This application claims the benefit of U.S. Provisional Application No. 63/580,964, entitled “User Interface for Improved Large Language Model Integration” and filed Sep. 6, 2023, which is incorporated by reference.
Large Language Models (LLMs), such as OpenAI's GPT4, allow users to receive intelligent responses to their prompts. By providing human-like responses to user prompts, companies can leverage LLMs to provide more effective content and services to their users. However, integrating LLMs into a broader system can be technically complicated because the systems must provide prompts to the LLMs and handle the responses. The LLM responses must then be used by the system to select content to present to users or to determine what next action should be taken by the system. Generating LLM prompts and processing LLM responses can be more work than an organization is able or willing to perform to integrate LLMs into their systems, which means that these organizations are not leveraging this new technology.
An online system improves the development and deployment of LLM-based applications by offering an application workflow user interface (“UI”) to developers of these applications. The application workflow UI is a user interface that includes different sections for the efficient design of a workflow and logic for an application operating on the online system. The application workflow UI allows the user to generate UI elements for stages within the overall application workflow and connect those stages through a simple to use interface.
The application workflow UI improves the development process of LLM-based applications, such as chatbot applications, by allowing the user to set parameters for stages that involve prompting an LLM through the same interface. Specifically, the application workflow UI includes a parameters section that allows the user to specify parameters for prompting the LLM. For example, the user can specify a prompt or prompt template to use for a stage, may specify which LLM to use for the prompt, or may specify a max size or temperature for the prompt.
The application workflow UI also includes a testing section whereby a user can have the online system translate the application workflow into computer-executable instructions and test the application. The user can provide inputs to the application through the testing section and the online system will display outputs based on the user's inputs in the testing section. The online system may continually identify which stage of the application workflow is being executed while the user is using the testing section and indicate to the user which stage is being currently executed by highlighting the corresponding UI element in the workflow section.

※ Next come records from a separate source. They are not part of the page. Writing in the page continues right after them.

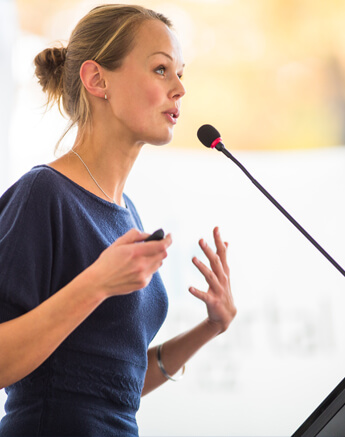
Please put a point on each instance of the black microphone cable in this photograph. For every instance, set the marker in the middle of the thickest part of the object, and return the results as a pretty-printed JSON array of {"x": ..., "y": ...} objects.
[{"x": 210, "y": 137}]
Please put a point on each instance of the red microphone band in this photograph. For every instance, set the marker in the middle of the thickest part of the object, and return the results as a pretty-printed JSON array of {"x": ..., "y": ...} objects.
[{"x": 215, "y": 142}]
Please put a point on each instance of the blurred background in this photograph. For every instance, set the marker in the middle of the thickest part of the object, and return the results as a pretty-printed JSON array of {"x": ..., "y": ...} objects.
[{"x": 270, "y": 75}]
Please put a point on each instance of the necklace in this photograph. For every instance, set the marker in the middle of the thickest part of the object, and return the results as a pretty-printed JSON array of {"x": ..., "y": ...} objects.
[{"x": 87, "y": 168}]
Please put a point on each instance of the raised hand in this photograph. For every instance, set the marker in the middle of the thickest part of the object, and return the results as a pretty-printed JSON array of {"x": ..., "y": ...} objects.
[{"x": 218, "y": 299}]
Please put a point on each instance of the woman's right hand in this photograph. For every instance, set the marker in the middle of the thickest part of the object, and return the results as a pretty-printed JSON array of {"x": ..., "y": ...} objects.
[{"x": 129, "y": 263}]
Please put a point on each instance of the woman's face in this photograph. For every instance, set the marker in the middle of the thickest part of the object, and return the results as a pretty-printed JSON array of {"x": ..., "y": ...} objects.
[{"x": 145, "y": 92}]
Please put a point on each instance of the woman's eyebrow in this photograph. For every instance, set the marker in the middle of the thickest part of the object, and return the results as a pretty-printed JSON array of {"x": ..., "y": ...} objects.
[{"x": 164, "y": 54}]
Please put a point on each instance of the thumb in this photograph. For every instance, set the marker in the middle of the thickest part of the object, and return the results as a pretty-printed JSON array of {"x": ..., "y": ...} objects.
[{"x": 132, "y": 236}]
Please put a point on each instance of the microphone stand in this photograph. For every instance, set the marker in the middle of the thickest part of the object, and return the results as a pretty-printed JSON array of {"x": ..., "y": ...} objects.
[{"x": 220, "y": 147}]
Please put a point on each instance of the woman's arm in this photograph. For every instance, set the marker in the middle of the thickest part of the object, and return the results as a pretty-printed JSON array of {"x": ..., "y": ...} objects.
[
  {"x": 27, "y": 341},
  {"x": 221, "y": 311}
]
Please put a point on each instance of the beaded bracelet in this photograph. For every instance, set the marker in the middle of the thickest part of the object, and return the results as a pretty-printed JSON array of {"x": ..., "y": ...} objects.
[{"x": 162, "y": 368}]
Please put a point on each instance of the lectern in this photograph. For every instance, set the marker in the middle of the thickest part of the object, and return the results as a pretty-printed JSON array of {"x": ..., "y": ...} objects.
[{"x": 328, "y": 420}]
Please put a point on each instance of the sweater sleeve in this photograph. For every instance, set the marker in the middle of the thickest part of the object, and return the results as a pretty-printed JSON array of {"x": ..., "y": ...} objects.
[{"x": 25, "y": 247}]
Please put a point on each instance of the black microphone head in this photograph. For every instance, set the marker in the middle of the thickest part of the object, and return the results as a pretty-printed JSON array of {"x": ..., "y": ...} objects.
[{"x": 207, "y": 134}]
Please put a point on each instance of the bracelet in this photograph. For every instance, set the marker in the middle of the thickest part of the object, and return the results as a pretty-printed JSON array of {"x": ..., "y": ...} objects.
[{"x": 162, "y": 368}]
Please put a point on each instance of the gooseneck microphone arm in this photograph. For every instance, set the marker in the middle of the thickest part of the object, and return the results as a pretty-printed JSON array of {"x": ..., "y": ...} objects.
[{"x": 213, "y": 140}]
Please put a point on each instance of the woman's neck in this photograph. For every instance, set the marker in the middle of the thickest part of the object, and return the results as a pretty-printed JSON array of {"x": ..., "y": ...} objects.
[{"x": 109, "y": 159}]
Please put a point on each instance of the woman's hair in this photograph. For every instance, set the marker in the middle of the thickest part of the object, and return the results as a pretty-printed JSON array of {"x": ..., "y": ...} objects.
[{"x": 105, "y": 35}]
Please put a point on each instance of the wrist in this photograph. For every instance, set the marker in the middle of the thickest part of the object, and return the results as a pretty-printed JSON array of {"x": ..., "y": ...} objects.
[
  {"x": 91, "y": 286},
  {"x": 214, "y": 328}
]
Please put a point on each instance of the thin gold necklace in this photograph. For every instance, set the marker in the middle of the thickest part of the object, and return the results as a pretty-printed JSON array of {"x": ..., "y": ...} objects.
[{"x": 88, "y": 170}]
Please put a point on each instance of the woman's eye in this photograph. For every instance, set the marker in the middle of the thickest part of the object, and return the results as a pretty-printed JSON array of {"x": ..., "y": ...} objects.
[{"x": 160, "y": 70}]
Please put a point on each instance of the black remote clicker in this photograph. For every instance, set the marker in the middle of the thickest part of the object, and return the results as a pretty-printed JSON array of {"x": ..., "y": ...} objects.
[{"x": 158, "y": 235}]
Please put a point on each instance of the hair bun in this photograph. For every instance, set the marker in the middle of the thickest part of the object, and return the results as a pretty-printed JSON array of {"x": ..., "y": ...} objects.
[{"x": 49, "y": 70}]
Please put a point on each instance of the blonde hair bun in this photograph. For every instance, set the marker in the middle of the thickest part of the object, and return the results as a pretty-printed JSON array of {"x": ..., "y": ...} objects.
[{"x": 49, "y": 71}]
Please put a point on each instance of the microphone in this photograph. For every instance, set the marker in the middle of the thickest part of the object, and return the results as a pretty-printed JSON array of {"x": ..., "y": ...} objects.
[{"x": 210, "y": 137}]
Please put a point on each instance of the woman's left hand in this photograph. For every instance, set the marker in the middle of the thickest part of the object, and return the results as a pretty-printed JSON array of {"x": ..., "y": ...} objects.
[{"x": 218, "y": 299}]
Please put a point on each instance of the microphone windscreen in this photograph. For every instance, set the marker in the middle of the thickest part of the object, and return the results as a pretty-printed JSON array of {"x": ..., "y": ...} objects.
[{"x": 207, "y": 134}]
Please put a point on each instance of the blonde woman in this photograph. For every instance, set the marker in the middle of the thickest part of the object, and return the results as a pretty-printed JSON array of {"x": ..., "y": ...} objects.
[{"x": 80, "y": 295}]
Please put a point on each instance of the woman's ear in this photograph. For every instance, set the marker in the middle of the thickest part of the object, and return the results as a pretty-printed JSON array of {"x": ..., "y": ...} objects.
[{"x": 91, "y": 75}]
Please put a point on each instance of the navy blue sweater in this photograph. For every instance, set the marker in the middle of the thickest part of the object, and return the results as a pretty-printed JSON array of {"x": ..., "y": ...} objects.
[{"x": 51, "y": 229}]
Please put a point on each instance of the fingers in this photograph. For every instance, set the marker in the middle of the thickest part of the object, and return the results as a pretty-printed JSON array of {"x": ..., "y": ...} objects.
[
  {"x": 210, "y": 277},
  {"x": 132, "y": 236},
  {"x": 221, "y": 249},
  {"x": 198, "y": 294}
]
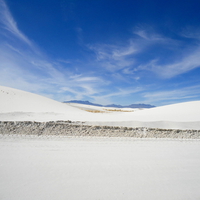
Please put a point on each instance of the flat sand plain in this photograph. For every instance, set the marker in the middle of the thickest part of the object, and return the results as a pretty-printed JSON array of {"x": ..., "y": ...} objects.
[{"x": 93, "y": 168}]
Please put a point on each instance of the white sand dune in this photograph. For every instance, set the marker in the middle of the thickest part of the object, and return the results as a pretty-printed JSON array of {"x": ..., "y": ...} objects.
[
  {"x": 50, "y": 167},
  {"x": 16, "y": 105}
]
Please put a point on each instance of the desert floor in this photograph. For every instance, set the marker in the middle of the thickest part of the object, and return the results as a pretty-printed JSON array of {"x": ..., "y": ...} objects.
[{"x": 93, "y": 168}]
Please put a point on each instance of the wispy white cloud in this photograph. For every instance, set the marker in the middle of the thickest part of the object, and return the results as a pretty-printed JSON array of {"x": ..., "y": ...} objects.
[
  {"x": 187, "y": 63},
  {"x": 172, "y": 96},
  {"x": 10, "y": 25},
  {"x": 115, "y": 57},
  {"x": 30, "y": 71}
]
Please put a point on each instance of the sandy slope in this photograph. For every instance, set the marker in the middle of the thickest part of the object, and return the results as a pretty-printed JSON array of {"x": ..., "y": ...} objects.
[{"x": 16, "y": 105}]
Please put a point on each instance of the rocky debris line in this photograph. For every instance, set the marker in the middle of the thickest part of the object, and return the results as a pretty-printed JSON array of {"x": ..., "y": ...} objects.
[{"x": 68, "y": 128}]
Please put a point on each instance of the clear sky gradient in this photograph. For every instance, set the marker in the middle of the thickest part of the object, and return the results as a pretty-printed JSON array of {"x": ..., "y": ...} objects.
[{"x": 104, "y": 51}]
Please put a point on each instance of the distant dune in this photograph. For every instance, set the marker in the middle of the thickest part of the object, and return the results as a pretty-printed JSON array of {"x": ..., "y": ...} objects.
[{"x": 17, "y": 105}]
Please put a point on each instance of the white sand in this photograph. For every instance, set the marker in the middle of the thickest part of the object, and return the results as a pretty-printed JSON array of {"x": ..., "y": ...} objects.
[
  {"x": 16, "y": 105},
  {"x": 98, "y": 169}
]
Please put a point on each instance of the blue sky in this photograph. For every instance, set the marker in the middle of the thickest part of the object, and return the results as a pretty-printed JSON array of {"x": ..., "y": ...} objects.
[{"x": 104, "y": 51}]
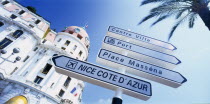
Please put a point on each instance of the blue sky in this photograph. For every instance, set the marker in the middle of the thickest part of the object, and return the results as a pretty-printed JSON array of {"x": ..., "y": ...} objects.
[{"x": 193, "y": 45}]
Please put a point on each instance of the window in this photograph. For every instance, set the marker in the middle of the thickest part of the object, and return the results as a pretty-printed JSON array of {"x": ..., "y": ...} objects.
[
  {"x": 21, "y": 12},
  {"x": 17, "y": 34},
  {"x": 13, "y": 16},
  {"x": 44, "y": 41},
  {"x": 26, "y": 58},
  {"x": 46, "y": 68},
  {"x": 61, "y": 93},
  {"x": 67, "y": 42},
  {"x": 37, "y": 21},
  {"x": 66, "y": 84},
  {"x": 5, "y": 2},
  {"x": 79, "y": 36},
  {"x": 4, "y": 43},
  {"x": 80, "y": 53},
  {"x": 75, "y": 47},
  {"x": 1, "y": 24},
  {"x": 59, "y": 40},
  {"x": 35, "y": 49},
  {"x": 38, "y": 80},
  {"x": 63, "y": 48}
]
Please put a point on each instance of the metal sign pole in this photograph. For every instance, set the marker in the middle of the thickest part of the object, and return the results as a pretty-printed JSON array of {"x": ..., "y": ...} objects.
[{"x": 117, "y": 99}]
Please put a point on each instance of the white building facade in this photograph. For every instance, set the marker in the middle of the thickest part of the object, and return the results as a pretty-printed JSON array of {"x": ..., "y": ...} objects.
[{"x": 27, "y": 74}]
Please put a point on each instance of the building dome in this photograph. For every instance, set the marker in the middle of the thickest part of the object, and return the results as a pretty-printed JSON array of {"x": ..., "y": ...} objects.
[{"x": 80, "y": 33}]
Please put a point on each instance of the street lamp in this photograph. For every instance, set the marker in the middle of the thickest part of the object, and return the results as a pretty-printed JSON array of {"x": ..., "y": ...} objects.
[{"x": 14, "y": 51}]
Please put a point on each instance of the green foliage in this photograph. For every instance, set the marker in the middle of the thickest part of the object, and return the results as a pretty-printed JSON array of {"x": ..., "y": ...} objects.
[{"x": 182, "y": 10}]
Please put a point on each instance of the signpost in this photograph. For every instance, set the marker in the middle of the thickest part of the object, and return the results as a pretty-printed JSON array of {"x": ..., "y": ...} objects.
[
  {"x": 140, "y": 39},
  {"x": 103, "y": 77},
  {"x": 140, "y": 68},
  {"x": 140, "y": 52}
]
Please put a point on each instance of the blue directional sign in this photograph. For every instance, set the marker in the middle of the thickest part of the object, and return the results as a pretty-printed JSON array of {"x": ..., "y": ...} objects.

By concurrently presenting these sections in a single user interface, the online system provides a simplified mechanism by which developers can create a workflow for an LLM-based application and deploy the application.
FIG. (
FIG. (
A user can interact with other systems through a user device 100. The user device 100 can be a personal or mobile computing device, such as a smartphone, a tablet, a laptop computer, or desktop computer. In some embodiments, the user device 100 executes a client application that uses an application programming interface (API) to communicate with other systems through the network 120.
The entity system 110 is a computing system operated by an entity. The entity may be a business, organization, or government, and the user may be an agent or employee of the entity.
The network 120 is a collection of computing devices that communicate via wired or wireless connections. The network 120 may include one or more local area networks (LANs) or one or more wide area networks (WANs). The network 120, as referred to herein, is an inclusive term that may refer to any or all of standard layers used to describe a physical or virtual network, such as the physical layer, the data link layer, the network layer, the transport layer, the session layer, the presentation layer, and the application layer. The network 120 may include physical media for communicating data from one computing device to another computing device, such as MPLS lines, fiber optic cables, cellular connections (e.g., 3G, 4G, or 5G spectra), or satellites. The network 120 also may use networking protocols, such as TCP/IP, HTTP, SSH, SMS, or FTP, to transmit data between computing devices. In some embodiments, the network 120 may include Bluetooth or near-field communication (NFC) technologies or protocols for local communications between computing devices. Similarly, the network 120 may use phone lines for communications. The network 120 may transmit encrypted or unencrypted data.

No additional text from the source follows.